As the role of the developer changes significantly over the next few years to work closer than ever with data scientists and business leaders, as well as with privacy, security and compliance departments, Microsoft's AI will be crucial to help them make the transition. The release of MLOps is an example of a good step in this direction.
But Microsoft will have to improve its AI strategy. It needs more production-level features, rather than research, to improve AI governance, including more instruments in Azure Machine Learning for bias detection, explainability and security.
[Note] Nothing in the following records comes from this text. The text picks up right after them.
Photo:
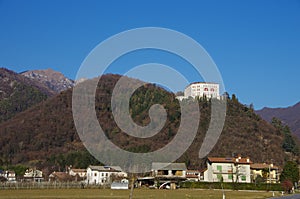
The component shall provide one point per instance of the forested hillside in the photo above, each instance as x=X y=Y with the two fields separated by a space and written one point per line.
x=45 y=135
x=18 y=93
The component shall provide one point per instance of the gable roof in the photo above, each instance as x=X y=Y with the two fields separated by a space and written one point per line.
x=105 y=168
x=237 y=160
x=262 y=166
x=78 y=170
x=168 y=166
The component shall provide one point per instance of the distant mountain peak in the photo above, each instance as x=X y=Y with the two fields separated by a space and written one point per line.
x=55 y=80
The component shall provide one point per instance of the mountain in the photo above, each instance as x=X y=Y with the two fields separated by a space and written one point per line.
x=18 y=93
x=54 y=80
x=45 y=135
x=289 y=116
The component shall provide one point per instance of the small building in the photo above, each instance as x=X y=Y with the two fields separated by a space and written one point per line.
x=33 y=175
x=169 y=170
x=77 y=172
x=228 y=169
x=269 y=172
x=103 y=175
x=9 y=176
x=193 y=175
x=202 y=89
x=124 y=184
x=60 y=177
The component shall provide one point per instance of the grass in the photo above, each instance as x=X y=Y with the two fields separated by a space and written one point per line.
x=138 y=193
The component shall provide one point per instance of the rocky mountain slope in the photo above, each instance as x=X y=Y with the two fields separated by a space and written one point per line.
x=289 y=116
x=45 y=134
x=54 y=80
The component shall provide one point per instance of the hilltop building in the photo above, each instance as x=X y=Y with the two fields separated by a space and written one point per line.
x=201 y=89
x=235 y=169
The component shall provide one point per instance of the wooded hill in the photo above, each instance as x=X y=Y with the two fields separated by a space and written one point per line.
x=45 y=134
x=18 y=93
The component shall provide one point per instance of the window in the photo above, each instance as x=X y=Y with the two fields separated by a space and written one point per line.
x=219 y=176
x=219 y=168
x=243 y=178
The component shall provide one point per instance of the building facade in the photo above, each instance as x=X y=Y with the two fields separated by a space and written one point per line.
x=168 y=170
x=269 y=172
x=228 y=170
x=202 y=89
x=103 y=175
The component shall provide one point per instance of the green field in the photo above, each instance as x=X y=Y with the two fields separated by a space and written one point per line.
x=138 y=193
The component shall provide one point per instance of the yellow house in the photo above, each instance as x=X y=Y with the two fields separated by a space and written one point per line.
x=267 y=171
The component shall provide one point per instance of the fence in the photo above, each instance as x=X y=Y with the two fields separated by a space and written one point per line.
x=48 y=185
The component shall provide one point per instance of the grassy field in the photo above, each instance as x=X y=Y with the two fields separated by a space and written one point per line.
x=138 y=193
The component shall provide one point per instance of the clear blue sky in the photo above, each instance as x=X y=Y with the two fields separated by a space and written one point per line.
x=255 y=44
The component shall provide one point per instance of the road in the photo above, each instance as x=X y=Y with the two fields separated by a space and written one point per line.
x=295 y=196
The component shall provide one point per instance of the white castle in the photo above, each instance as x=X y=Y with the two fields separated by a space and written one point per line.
x=201 y=89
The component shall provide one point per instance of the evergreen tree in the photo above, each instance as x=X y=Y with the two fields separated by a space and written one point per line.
x=290 y=172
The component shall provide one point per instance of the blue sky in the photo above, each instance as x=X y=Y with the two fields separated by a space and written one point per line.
x=255 y=44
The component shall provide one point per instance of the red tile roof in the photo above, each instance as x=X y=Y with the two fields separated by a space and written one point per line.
x=238 y=160
x=262 y=166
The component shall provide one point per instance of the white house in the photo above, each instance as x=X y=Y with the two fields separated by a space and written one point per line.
x=10 y=176
x=201 y=89
x=103 y=174
x=33 y=175
x=79 y=172
x=168 y=170
x=193 y=175
x=268 y=171
x=228 y=169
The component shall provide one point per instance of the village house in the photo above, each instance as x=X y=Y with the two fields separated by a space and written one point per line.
x=103 y=175
x=60 y=177
x=228 y=169
x=77 y=172
x=33 y=175
x=269 y=172
x=193 y=175
x=169 y=170
x=9 y=176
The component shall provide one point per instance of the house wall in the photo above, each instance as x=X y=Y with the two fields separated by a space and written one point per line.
x=210 y=90
x=101 y=177
x=228 y=171
x=273 y=175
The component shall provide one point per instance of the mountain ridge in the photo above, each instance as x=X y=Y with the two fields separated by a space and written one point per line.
x=47 y=129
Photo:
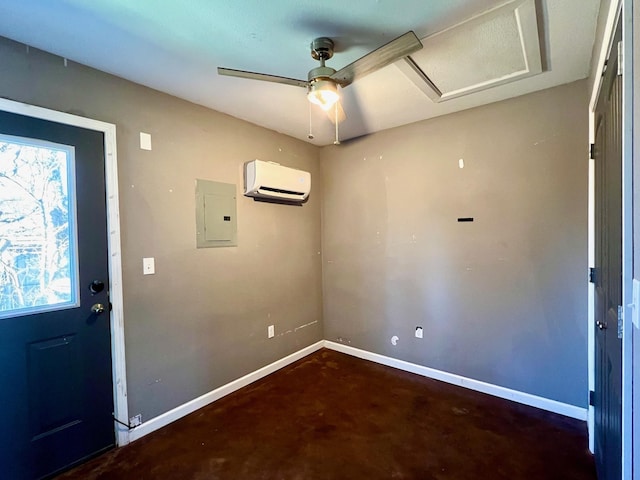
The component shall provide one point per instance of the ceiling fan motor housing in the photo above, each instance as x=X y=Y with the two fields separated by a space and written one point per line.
x=322 y=48
x=320 y=73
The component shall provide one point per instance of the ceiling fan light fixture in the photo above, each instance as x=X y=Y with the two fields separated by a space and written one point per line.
x=323 y=93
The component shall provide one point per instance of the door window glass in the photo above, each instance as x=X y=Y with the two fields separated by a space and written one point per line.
x=38 y=248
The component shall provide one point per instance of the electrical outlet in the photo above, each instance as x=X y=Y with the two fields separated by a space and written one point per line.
x=148 y=266
x=135 y=421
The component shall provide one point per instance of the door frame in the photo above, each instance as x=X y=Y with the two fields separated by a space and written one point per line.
x=618 y=10
x=121 y=409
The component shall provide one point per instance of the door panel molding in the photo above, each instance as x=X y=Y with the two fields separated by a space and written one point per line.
x=121 y=410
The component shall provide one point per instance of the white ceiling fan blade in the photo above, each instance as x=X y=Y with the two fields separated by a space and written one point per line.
x=338 y=115
x=381 y=57
x=262 y=76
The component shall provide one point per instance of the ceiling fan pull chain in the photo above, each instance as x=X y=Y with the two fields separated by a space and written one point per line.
x=310 y=135
x=337 y=140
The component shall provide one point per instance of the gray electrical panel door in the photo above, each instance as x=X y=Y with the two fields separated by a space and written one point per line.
x=216 y=223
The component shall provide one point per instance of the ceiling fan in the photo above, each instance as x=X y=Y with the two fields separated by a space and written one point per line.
x=322 y=82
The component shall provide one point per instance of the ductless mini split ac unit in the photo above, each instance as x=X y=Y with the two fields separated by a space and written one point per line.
x=271 y=181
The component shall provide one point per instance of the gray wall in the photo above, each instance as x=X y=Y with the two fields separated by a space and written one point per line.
x=636 y=234
x=201 y=321
x=503 y=299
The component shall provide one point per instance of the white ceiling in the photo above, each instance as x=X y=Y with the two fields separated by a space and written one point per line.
x=175 y=46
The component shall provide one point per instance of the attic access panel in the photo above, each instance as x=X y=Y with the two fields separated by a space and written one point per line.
x=497 y=47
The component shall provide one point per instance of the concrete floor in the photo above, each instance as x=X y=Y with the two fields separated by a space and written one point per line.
x=332 y=416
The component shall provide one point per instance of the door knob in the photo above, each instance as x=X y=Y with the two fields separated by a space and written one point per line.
x=97 y=308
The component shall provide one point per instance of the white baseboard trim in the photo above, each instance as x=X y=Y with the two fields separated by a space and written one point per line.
x=193 y=405
x=495 y=390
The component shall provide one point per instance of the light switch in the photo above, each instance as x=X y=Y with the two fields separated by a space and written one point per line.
x=148 y=266
x=145 y=141
x=635 y=316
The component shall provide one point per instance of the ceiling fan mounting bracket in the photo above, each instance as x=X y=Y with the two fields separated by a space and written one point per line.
x=322 y=48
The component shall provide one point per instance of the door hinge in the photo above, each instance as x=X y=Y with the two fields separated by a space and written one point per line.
x=620 y=59
x=620 y=320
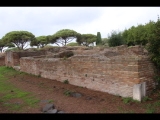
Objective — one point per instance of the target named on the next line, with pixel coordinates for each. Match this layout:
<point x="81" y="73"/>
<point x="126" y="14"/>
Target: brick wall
<point x="13" y="58"/>
<point x="113" y="70"/>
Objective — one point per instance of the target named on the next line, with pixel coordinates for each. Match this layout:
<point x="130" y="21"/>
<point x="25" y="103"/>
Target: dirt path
<point x="90" y="101"/>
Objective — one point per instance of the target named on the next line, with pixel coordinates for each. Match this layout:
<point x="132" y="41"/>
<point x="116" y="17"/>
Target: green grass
<point x="150" y="108"/>
<point x="9" y="91"/>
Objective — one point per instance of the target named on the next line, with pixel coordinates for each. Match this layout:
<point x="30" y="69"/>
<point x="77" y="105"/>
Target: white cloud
<point x="48" y="20"/>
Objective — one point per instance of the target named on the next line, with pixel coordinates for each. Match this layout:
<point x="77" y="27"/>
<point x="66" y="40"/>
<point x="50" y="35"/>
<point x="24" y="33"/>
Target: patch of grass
<point x="64" y="58"/>
<point x="66" y="81"/>
<point x="146" y="98"/>
<point x="128" y="100"/>
<point x="67" y="92"/>
<point x="9" y="91"/>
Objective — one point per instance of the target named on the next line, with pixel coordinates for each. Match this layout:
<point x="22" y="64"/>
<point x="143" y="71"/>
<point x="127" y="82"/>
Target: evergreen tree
<point x="99" y="39"/>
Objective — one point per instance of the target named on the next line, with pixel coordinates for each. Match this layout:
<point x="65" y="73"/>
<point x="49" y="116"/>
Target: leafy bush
<point x="115" y="39"/>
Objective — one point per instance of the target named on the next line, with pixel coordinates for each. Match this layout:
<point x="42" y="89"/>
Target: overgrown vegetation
<point x="9" y="91"/>
<point x="115" y="39"/>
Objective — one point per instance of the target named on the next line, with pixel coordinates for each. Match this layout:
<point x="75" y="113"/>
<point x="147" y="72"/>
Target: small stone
<point x="52" y="111"/>
<point x="44" y="101"/>
<point x="47" y="107"/>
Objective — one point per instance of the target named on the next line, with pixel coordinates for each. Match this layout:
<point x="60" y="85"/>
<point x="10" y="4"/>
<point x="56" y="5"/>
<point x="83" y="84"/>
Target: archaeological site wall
<point x="13" y="58"/>
<point x="113" y="70"/>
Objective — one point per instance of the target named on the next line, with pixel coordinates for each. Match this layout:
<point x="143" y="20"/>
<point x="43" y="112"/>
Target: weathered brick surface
<point x="13" y="58"/>
<point x="113" y="70"/>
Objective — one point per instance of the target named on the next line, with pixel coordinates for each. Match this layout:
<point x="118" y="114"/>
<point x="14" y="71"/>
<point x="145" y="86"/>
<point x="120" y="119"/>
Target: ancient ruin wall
<point x="2" y="59"/>
<point x="113" y="70"/>
<point x="13" y="58"/>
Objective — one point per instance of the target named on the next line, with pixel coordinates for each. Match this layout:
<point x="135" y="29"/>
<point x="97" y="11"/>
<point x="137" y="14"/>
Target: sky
<point x="85" y="20"/>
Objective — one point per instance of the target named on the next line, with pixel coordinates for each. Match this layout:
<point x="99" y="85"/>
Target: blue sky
<point x="48" y="20"/>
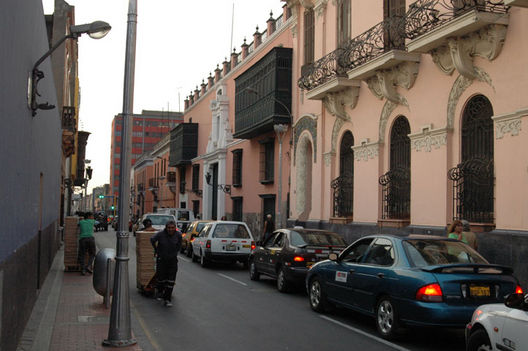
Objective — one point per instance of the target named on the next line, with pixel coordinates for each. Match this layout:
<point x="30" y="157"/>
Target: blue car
<point x="416" y="280"/>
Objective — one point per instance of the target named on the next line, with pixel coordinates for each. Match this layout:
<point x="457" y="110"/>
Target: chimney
<point x="203" y="90"/>
<point x="217" y="74"/>
<point x="234" y="59"/>
<point x="210" y="81"/>
<point x="225" y="66"/>
<point x="257" y="39"/>
<point x="245" y="51"/>
<point x="271" y="25"/>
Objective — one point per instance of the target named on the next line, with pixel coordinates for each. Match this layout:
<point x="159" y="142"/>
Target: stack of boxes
<point x="146" y="262"/>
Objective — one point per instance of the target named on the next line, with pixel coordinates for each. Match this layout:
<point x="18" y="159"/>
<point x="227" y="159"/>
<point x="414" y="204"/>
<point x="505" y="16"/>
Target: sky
<point x="178" y="43"/>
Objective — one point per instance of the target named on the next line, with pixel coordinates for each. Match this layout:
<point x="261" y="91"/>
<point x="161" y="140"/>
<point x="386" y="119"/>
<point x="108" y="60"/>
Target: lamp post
<point x="119" y="331"/>
<point x="96" y="30"/>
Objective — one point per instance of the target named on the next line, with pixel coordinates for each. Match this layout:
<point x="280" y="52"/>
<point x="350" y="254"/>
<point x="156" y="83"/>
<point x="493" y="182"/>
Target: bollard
<point x="103" y="275"/>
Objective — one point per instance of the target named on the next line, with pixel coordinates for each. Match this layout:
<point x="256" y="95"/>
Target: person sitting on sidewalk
<point x="86" y="242"/>
<point x="167" y="244"/>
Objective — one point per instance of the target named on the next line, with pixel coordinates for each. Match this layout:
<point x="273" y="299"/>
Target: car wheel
<point x="203" y="260"/>
<point x="386" y="318"/>
<point x="479" y="341"/>
<point x="282" y="283"/>
<point x="253" y="272"/>
<point x="317" y="296"/>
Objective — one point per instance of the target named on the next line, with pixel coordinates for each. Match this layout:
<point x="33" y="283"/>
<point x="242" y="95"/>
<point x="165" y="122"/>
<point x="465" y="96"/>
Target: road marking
<point x="152" y="341"/>
<point x="233" y="279"/>
<point x="359" y="331"/>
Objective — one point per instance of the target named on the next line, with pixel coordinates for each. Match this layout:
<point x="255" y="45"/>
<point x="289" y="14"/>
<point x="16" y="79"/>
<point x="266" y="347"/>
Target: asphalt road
<point x="220" y="308"/>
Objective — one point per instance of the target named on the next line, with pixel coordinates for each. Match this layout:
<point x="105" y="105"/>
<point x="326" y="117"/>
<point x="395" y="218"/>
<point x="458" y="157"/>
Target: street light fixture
<point x="96" y="30"/>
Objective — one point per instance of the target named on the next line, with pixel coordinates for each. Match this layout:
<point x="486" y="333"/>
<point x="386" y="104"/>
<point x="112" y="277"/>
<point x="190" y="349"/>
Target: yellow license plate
<point x="479" y="291"/>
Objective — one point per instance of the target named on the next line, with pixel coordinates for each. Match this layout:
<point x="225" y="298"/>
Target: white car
<point x="158" y="220"/>
<point x="223" y="241"/>
<point x="501" y="327"/>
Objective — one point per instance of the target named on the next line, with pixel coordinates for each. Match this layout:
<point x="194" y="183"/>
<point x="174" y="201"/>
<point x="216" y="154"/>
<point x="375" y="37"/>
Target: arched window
<point x="396" y="192"/>
<point x="473" y="178"/>
<point x="343" y="186"/>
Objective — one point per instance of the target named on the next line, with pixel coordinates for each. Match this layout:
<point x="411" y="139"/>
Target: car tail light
<point x="430" y="293"/>
<point x="518" y="290"/>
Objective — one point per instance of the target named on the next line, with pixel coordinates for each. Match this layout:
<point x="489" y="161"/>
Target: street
<point x="221" y="308"/>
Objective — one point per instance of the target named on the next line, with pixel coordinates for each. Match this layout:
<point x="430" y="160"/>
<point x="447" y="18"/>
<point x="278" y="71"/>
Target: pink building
<point x="410" y="115"/>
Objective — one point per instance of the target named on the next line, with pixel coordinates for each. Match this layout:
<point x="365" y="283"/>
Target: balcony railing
<point x="426" y="15"/>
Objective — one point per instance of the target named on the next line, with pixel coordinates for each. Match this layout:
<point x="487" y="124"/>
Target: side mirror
<point x="514" y="301"/>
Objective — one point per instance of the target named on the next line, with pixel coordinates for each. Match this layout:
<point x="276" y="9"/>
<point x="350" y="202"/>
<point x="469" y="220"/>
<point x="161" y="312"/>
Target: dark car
<point x="288" y="254"/>
<point x="412" y="280"/>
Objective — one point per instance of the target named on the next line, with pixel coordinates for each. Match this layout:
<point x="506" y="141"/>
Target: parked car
<point x="413" y="280"/>
<point x="223" y="241"/>
<point x="158" y="220"/>
<point x="188" y="237"/>
<point x="289" y="253"/>
<point x="496" y="327"/>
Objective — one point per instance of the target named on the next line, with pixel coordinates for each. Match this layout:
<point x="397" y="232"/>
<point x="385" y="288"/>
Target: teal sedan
<point x="415" y="280"/>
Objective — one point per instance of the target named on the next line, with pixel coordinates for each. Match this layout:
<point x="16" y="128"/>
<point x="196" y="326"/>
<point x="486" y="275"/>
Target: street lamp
<point x="280" y="130"/>
<point x="96" y="30"/>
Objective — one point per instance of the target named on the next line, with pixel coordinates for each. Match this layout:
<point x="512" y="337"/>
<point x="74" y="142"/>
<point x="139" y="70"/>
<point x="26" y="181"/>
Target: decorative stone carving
<point x="509" y="123"/>
<point x="336" y="102"/>
<point x="459" y="52"/>
<point x="428" y="138"/>
<point x="383" y="84"/>
<point x="320" y="7"/>
<point x="366" y="150"/>
<point x="308" y="123"/>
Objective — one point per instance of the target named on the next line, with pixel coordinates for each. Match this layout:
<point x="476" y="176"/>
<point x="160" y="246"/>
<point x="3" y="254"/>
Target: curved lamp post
<point x="96" y="30"/>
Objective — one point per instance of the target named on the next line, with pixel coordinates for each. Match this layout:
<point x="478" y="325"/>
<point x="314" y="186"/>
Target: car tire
<point x="479" y="341"/>
<point x="317" y="296"/>
<point x="253" y="271"/>
<point x="283" y="285"/>
<point x="203" y="260"/>
<point x="387" y="321"/>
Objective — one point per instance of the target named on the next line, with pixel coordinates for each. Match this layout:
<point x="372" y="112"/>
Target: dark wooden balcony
<point x="263" y="95"/>
<point x="183" y="144"/>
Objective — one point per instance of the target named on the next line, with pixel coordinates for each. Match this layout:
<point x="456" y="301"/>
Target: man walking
<point x="86" y="242"/>
<point x="167" y="244"/>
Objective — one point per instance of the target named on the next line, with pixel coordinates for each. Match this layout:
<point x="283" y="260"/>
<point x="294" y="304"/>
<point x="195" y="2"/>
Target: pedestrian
<point x="268" y="229"/>
<point x="469" y="235"/>
<point x="147" y="226"/>
<point x="167" y="244"/>
<point x="455" y="231"/>
<point x="86" y="242"/>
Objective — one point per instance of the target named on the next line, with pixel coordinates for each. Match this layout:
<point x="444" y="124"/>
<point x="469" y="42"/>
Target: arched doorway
<point x="473" y="185"/>
<point x="343" y="186"/>
<point x="396" y="183"/>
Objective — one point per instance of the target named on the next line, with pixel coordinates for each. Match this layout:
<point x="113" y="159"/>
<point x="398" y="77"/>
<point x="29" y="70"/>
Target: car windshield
<point x="316" y="239"/>
<point x="160" y="220"/>
<point x="424" y="252"/>
<point x="231" y="231"/>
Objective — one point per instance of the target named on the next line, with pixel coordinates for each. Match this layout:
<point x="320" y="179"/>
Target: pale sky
<point x="178" y="43"/>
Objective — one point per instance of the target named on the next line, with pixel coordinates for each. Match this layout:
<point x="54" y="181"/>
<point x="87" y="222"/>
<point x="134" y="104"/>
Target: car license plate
<point x="479" y="291"/>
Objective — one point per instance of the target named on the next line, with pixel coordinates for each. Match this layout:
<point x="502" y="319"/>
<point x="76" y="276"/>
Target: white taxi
<point x="499" y="326"/>
<point x="223" y="241"/>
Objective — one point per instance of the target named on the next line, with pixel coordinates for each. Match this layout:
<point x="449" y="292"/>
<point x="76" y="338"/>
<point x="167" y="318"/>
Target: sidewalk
<point x="68" y="315"/>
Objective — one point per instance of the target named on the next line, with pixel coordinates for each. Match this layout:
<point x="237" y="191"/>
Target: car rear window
<point x="316" y="239"/>
<point x="423" y="252"/>
<point x="160" y="220"/>
<point x="231" y="231"/>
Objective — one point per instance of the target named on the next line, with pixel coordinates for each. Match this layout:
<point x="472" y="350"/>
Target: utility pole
<point x="120" y="332"/>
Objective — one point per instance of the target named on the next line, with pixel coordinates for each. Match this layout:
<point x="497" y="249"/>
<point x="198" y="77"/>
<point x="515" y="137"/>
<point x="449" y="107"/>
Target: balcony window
<point x="267" y="161"/>
<point x="237" y="168"/>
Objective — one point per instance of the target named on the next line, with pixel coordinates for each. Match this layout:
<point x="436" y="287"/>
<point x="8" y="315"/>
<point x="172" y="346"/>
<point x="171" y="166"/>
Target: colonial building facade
<point x="410" y="115"/>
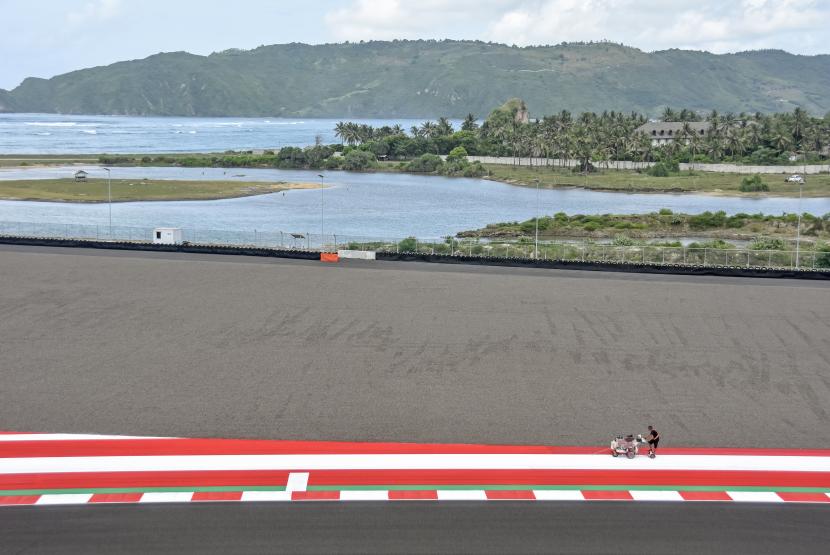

It also should look to build a more comprehensive marketplace strategy for machine learning models and data sets.
I believe customers will expect a trusted environment in Azure, rather than GitHub to transact intellectual property in AI. Microsoft should also prioritize the expansion of more packaged business solutions and the promotion of industry-led partners for specific business processes that can help organizations implement AI in their operations more quickly.
Successfully addressing each of these areas must now be Microsoft's priority as it presses forward in 2019.